ROME (EWTN News) — After years of decline, Christian numbers in the Holy Land have stabilized and may even be on the way up, according to the Pontifical Mission’s director for Israel and Palestine.
“In recent years I think we have not witnessed any waves of emigration out of the Holy Land,” Sami El-Yousef told EWTN News while on a visit to Rome.
“Actually, we have heard of some Christian families who had emigrated in recent years to the U.S. and Europe for economic reasons that have now actually returned to the Holy Land,” he said.
The Pontifical Mission is the papal organization that supports Christians in a region that has often seen them face poverty, uncertainly and hostility from both Jews and Muslims.
That climate has led many Christians to leave the region in recent decades. In fact, it’s estimated that over 50% of Palestinian Christians live outside of the Holy Land.
At the same time, the Christian population of Israel and the Palestinian Authority stands at only 2.3%.
“The youth have a greater affinity to the land than older generations,” said El-Yousef, highlighting research carried out last year on Christian Palestinian’s attitudes on life and the future.

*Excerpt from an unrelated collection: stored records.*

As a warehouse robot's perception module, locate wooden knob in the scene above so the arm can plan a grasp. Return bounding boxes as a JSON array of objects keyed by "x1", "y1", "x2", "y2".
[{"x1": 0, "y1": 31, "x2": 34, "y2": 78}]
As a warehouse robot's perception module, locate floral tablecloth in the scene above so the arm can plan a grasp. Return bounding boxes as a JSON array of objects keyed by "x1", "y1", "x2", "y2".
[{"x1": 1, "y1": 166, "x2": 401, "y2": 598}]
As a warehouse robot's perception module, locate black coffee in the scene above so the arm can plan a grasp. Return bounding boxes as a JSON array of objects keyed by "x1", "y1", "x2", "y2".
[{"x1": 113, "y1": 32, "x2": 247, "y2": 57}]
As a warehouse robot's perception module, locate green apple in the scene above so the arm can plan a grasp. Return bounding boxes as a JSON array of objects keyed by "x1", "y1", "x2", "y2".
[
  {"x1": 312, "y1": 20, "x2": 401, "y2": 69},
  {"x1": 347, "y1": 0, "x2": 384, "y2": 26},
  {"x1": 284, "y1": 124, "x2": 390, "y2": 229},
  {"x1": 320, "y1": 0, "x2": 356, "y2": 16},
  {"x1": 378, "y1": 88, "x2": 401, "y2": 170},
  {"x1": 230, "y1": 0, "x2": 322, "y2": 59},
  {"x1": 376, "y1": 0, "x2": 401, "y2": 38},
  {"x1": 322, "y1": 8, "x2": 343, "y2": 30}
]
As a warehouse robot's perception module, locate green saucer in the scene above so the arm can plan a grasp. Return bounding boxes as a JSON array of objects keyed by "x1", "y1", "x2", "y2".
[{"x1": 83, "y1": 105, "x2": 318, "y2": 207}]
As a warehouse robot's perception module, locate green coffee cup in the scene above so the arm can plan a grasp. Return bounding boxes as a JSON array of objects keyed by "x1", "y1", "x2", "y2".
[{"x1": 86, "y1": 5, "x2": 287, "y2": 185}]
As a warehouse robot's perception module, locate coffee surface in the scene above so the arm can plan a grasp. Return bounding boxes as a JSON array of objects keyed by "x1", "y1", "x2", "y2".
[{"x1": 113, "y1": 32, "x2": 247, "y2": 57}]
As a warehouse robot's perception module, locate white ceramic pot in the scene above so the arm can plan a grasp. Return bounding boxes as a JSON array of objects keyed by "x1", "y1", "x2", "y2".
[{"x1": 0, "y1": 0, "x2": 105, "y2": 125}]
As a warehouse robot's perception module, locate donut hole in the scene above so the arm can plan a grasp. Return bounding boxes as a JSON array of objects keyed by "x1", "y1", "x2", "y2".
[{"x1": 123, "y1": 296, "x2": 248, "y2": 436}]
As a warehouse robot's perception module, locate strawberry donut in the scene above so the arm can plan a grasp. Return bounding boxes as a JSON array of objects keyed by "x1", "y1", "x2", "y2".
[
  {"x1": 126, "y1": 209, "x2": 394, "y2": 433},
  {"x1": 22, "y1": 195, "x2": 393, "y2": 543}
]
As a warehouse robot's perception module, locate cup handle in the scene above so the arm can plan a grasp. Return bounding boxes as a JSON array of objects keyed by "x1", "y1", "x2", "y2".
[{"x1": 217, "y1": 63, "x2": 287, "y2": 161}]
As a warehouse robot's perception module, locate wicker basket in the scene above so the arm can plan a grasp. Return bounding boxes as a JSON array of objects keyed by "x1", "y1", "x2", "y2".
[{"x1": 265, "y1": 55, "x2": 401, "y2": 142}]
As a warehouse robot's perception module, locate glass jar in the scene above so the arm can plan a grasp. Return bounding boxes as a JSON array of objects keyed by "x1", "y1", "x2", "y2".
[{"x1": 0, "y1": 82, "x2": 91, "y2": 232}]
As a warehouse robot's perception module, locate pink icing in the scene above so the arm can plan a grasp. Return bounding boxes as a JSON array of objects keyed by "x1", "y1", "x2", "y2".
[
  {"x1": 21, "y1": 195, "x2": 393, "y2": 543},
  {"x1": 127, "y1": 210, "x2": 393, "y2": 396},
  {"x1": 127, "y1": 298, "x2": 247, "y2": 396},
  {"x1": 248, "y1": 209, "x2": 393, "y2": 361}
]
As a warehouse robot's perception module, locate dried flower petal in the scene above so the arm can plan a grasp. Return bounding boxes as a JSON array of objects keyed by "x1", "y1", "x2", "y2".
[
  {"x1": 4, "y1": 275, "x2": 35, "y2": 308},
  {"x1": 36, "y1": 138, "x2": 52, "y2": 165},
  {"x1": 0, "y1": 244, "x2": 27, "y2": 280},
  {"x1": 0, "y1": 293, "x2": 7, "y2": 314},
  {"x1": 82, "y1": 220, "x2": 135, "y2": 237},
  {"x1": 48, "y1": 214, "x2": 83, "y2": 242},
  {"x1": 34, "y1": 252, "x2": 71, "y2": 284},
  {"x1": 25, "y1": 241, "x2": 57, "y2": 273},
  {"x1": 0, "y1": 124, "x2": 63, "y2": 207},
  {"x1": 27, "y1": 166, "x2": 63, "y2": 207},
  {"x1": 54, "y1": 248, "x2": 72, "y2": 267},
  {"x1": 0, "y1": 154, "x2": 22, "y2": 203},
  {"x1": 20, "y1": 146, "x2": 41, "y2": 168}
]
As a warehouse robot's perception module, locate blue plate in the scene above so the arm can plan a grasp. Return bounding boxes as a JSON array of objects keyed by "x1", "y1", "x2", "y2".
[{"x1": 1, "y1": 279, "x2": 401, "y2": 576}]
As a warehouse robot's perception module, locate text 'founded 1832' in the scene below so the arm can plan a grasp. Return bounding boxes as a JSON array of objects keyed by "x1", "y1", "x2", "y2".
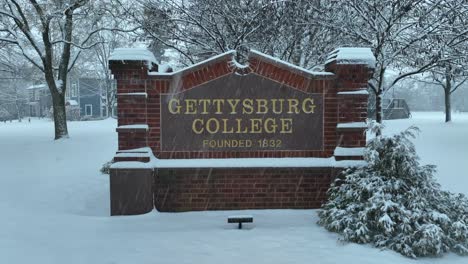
[{"x1": 160, "y1": 74, "x2": 323, "y2": 151}]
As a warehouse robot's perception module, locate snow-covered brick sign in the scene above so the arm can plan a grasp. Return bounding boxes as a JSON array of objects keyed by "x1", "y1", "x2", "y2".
[{"x1": 107, "y1": 47, "x2": 375, "y2": 215}]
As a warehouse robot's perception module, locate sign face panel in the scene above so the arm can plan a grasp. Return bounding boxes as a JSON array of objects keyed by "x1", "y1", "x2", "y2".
[{"x1": 160, "y1": 74, "x2": 323, "y2": 151}]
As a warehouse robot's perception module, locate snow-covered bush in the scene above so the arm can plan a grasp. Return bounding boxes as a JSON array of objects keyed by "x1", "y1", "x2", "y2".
[
  {"x1": 318, "y1": 126, "x2": 468, "y2": 258},
  {"x1": 100, "y1": 159, "x2": 114, "y2": 175},
  {"x1": 0, "y1": 108, "x2": 11, "y2": 121}
]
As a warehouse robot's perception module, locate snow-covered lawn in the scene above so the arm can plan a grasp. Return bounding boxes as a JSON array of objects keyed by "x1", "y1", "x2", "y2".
[{"x1": 0, "y1": 112, "x2": 467, "y2": 264}]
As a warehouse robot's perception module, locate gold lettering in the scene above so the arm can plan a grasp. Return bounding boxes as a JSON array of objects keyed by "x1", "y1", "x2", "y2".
[
  {"x1": 236, "y1": 118, "x2": 248, "y2": 133},
  {"x1": 264, "y1": 118, "x2": 277, "y2": 133},
  {"x1": 287, "y1": 99, "x2": 300, "y2": 114},
  {"x1": 222, "y1": 119, "x2": 234, "y2": 134},
  {"x1": 206, "y1": 118, "x2": 220, "y2": 134},
  {"x1": 242, "y1": 99, "x2": 254, "y2": 114},
  {"x1": 213, "y1": 99, "x2": 224, "y2": 114},
  {"x1": 302, "y1": 98, "x2": 316, "y2": 114},
  {"x1": 227, "y1": 99, "x2": 240, "y2": 114},
  {"x1": 192, "y1": 119, "x2": 204, "y2": 134},
  {"x1": 250, "y1": 118, "x2": 263, "y2": 133},
  {"x1": 168, "y1": 98, "x2": 181, "y2": 114},
  {"x1": 199, "y1": 99, "x2": 210, "y2": 114},
  {"x1": 280, "y1": 118, "x2": 293, "y2": 133},
  {"x1": 271, "y1": 99, "x2": 284, "y2": 114},
  {"x1": 185, "y1": 99, "x2": 197, "y2": 114},
  {"x1": 256, "y1": 99, "x2": 268, "y2": 114}
]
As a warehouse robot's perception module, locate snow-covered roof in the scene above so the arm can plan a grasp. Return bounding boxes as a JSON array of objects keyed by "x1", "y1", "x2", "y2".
[
  {"x1": 148, "y1": 50, "x2": 236, "y2": 77},
  {"x1": 27, "y1": 84, "x2": 47, "y2": 90},
  {"x1": 148, "y1": 49, "x2": 335, "y2": 78},
  {"x1": 337, "y1": 90, "x2": 369, "y2": 95},
  {"x1": 249, "y1": 50, "x2": 335, "y2": 77},
  {"x1": 109, "y1": 48, "x2": 158, "y2": 66},
  {"x1": 326, "y1": 47, "x2": 376, "y2": 68},
  {"x1": 67, "y1": 100, "x2": 79, "y2": 106}
]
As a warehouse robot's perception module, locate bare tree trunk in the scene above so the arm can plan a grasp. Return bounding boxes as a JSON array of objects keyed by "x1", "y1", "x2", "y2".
[
  {"x1": 51, "y1": 91, "x2": 68, "y2": 139},
  {"x1": 375, "y1": 91, "x2": 383, "y2": 124},
  {"x1": 15, "y1": 99, "x2": 21, "y2": 122},
  {"x1": 106, "y1": 79, "x2": 113, "y2": 118},
  {"x1": 444, "y1": 78, "x2": 452, "y2": 122},
  {"x1": 374, "y1": 66, "x2": 386, "y2": 125}
]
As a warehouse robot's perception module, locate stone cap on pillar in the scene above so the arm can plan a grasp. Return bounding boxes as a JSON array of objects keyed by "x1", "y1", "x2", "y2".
[
  {"x1": 109, "y1": 48, "x2": 159, "y2": 71},
  {"x1": 324, "y1": 47, "x2": 376, "y2": 69}
]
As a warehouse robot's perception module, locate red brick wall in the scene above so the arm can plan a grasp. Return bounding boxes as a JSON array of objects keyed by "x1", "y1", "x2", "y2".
[
  {"x1": 110, "y1": 52, "x2": 356, "y2": 159},
  {"x1": 154, "y1": 167, "x2": 339, "y2": 212},
  {"x1": 109, "y1": 50, "x2": 373, "y2": 214}
]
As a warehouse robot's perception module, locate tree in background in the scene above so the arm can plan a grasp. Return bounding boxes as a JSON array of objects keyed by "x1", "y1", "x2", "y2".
[
  {"x1": 0, "y1": 0, "x2": 129, "y2": 139},
  {"x1": 137, "y1": 0, "x2": 338, "y2": 69},
  {"x1": 422, "y1": 0, "x2": 468, "y2": 122},
  {"x1": 317, "y1": 0, "x2": 455, "y2": 123},
  {"x1": 0, "y1": 46, "x2": 36, "y2": 121}
]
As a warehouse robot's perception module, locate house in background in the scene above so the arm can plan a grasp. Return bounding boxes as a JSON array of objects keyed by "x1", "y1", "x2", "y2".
[
  {"x1": 27, "y1": 84, "x2": 52, "y2": 117},
  {"x1": 67, "y1": 78, "x2": 107, "y2": 118},
  {"x1": 27, "y1": 78, "x2": 108, "y2": 119}
]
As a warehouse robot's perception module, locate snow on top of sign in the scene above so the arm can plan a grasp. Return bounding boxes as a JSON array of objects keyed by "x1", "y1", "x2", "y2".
[
  {"x1": 109, "y1": 48, "x2": 158, "y2": 67},
  {"x1": 114, "y1": 152, "x2": 151, "y2": 158},
  {"x1": 337, "y1": 90, "x2": 369, "y2": 95},
  {"x1": 110, "y1": 142, "x2": 369, "y2": 169},
  {"x1": 117, "y1": 92, "x2": 147, "y2": 98},
  {"x1": 326, "y1": 47, "x2": 376, "y2": 68},
  {"x1": 334, "y1": 147, "x2": 365, "y2": 156},
  {"x1": 154, "y1": 157, "x2": 335, "y2": 168},
  {"x1": 148, "y1": 50, "x2": 237, "y2": 76},
  {"x1": 337, "y1": 122, "x2": 367, "y2": 129},
  {"x1": 228, "y1": 215, "x2": 253, "y2": 219},
  {"x1": 117, "y1": 124, "x2": 149, "y2": 130},
  {"x1": 250, "y1": 50, "x2": 334, "y2": 76},
  {"x1": 229, "y1": 59, "x2": 250, "y2": 69},
  {"x1": 111, "y1": 155, "x2": 367, "y2": 169},
  {"x1": 110, "y1": 161, "x2": 154, "y2": 169},
  {"x1": 118, "y1": 147, "x2": 153, "y2": 153}
]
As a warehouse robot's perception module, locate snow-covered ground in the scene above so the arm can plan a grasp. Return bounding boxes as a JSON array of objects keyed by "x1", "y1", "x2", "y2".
[{"x1": 0, "y1": 112, "x2": 467, "y2": 264}]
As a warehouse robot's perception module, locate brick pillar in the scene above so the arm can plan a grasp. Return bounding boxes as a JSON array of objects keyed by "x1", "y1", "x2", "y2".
[
  {"x1": 108, "y1": 50, "x2": 157, "y2": 216},
  {"x1": 109, "y1": 60, "x2": 152, "y2": 152},
  {"x1": 325, "y1": 48, "x2": 375, "y2": 161}
]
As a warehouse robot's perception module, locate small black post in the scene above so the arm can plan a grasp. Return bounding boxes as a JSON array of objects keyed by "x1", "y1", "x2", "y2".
[{"x1": 238, "y1": 222, "x2": 242, "y2": 229}]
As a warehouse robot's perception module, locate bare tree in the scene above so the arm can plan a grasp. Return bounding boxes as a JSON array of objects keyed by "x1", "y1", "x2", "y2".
[
  {"x1": 422, "y1": 0, "x2": 468, "y2": 122},
  {"x1": 314, "y1": 0, "x2": 458, "y2": 123},
  {"x1": 0, "y1": 0, "x2": 130, "y2": 139},
  {"x1": 0, "y1": 47, "x2": 33, "y2": 121},
  {"x1": 136, "y1": 0, "x2": 337, "y2": 69}
]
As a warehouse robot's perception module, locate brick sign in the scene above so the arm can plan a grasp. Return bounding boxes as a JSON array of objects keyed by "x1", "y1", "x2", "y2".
[{"x1": 160, "y1": 74, "x2": 323, "y2": 151}]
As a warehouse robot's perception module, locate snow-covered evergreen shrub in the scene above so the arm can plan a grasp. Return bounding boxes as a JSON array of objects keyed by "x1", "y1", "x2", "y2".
[
  {"x1": 318, "y1": 126, "x2": 468, "y2": 258},
  {"x1": 100, "y1": 160, "x2": 114, "y2": 175}
]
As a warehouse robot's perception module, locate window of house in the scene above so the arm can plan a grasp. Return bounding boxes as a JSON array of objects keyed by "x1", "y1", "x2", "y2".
[
  {"x1": 34, "y1": 90, "x2": 40, "y2": 101},
  {"x1": 85, "y1": 104, "x2": 93, "y2": 116},
  {"x1": 71, "y1": 83, "x2": 77, "y2": 97}
]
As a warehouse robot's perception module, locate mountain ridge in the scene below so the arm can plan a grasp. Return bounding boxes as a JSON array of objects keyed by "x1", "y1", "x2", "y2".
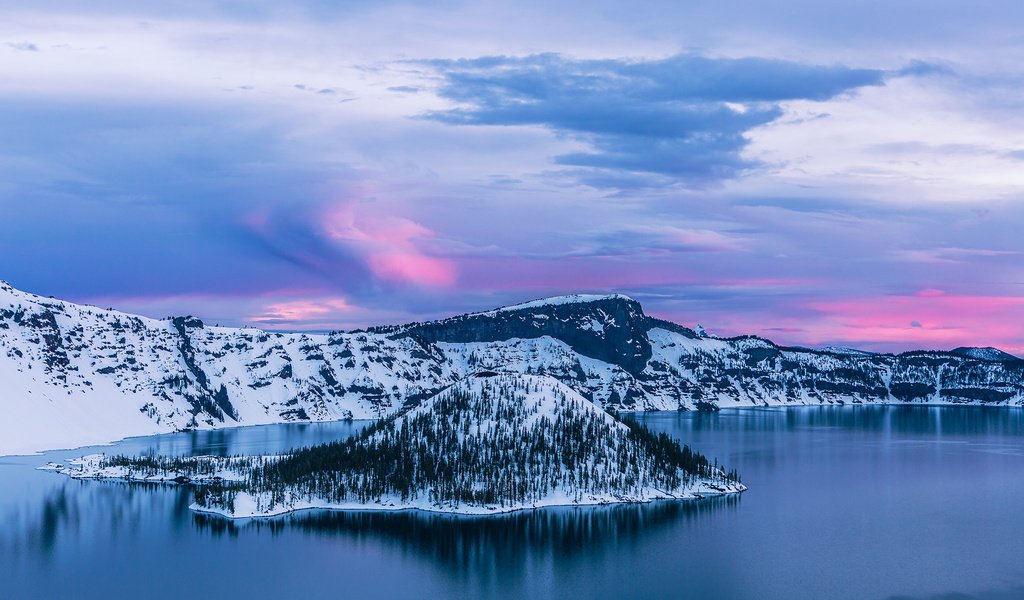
[{"x1": 2, "y1": 282, "x2": 1022, "y2": 455}]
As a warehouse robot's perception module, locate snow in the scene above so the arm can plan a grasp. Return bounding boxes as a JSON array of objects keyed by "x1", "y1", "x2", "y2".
[
  {"x1": 0, "y1": 345, "x2": 166, "y2": 456},
  {"x1": 819, "y1": 346, "x2": 877, "y2": 357},
  {"x1": 649, "y1": 328, "x2": 732, "y2": 356},
  {"x1": 480, "y1": 294, "x2": 634, "y2": 316},
  {"x1": 3, "y1": 282, "x2": 1023, "y2": 457},
  {"x1": 0, "y1": 283, "x2": 462, "y2": 454},
  {"x1": 41, "y1": 453, "x2": 248, "y2": 483}
]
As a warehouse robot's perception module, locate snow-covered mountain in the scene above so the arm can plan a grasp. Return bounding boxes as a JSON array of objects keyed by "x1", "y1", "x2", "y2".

“Emigration is not something that is on their mind. But they say to us: ‘Give us the tools of survival; help me to get a decent education, decent housing and a job.’ So it’s our job not to disappoint the Christian youth.”
The Pontifical Mission has made it a priority to strengthen the social agencies of the Church in the Holy Land.
“They really are the arms of the Church and include such things as schools, universities, health centers, hospitals and clinics, old-age homes, orphanages and so on.
This to me is the primary target: to strengthen these institutions,” said El-Yousef.
These Christian institutions offer their services to all people regardless of religion. In fact, El-Yousef says that some Christian schools have a student body that is 95% Muslim. This means that the contribution of Christians to the life of the Holy Land is increasingly respected and cherished by non-Christians.
“The civil authorities, particularly in the Palestinian areas, have recently said that Christians are an important part of Palestinian society at large and have made great contributions in education and social services,” the Pontifical Mission director said.
Their contribution has even led the Palestinian authorities to call on Christians not to emigrate and for those who have done so to return home.
For those who do stay, said El-Yousef, there is a tremendous pride to be had from being a Christian living in the Holy Land. He himself is from one of the oldest Christian families in Jerusalem, a city he still calls home: “For me, it’s a privilege and an honor to live in the old city of Jerusalem and to know that the Church of the Holy Sepulcher is only a five-minute walk, to walk the alleyways of the old city and know what the historical connotations are of them.
“It’s such an honor to have been born and to live there and to raise a family there.”